Thanks! The below is from a Bloomsberg Law article.
California’s 2020 wildfire season thwarted the state’s fight against climate change, spewing enough carbon dioxide into the air to equal the emissions of millions of passenger vehicles driving over the course of a year.
Those roughly 9,600 fires burned nearly 4.2 million acres, killed 31 people, and emitted an estimated 112 million metric tons of carbon dioxide, according to a California Air Resources Board report released Dec. 31. The number is akin to the greenhouse gas emissions of 24.2 million passenger cars driving in a single year, according to a calculator from the U.S. Environmental Protection Agency.
And the emissions figure is expected to increase as the California Department of Forestry and Fire Protection calculates final wildfire acreage from the end of the year. An update should be released in March or April, said Dave Edwards, assistant division chief in the Air Board’s air quality, planning, and science division.

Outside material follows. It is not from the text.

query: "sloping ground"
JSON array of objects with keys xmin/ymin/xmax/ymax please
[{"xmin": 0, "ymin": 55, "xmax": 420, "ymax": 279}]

Increasing fire intensity and the health dangers of the accompanying smoke is California’s new reality and needs to be faced now, advocates and politicians say.
“We’re always going to have fire in California and, with climate change, we’re going to have more,” said Bill Magavern, policy director for Coalition for Clean Air. “We shouldn’t treat it like this is something that’s going to happen once in a while.”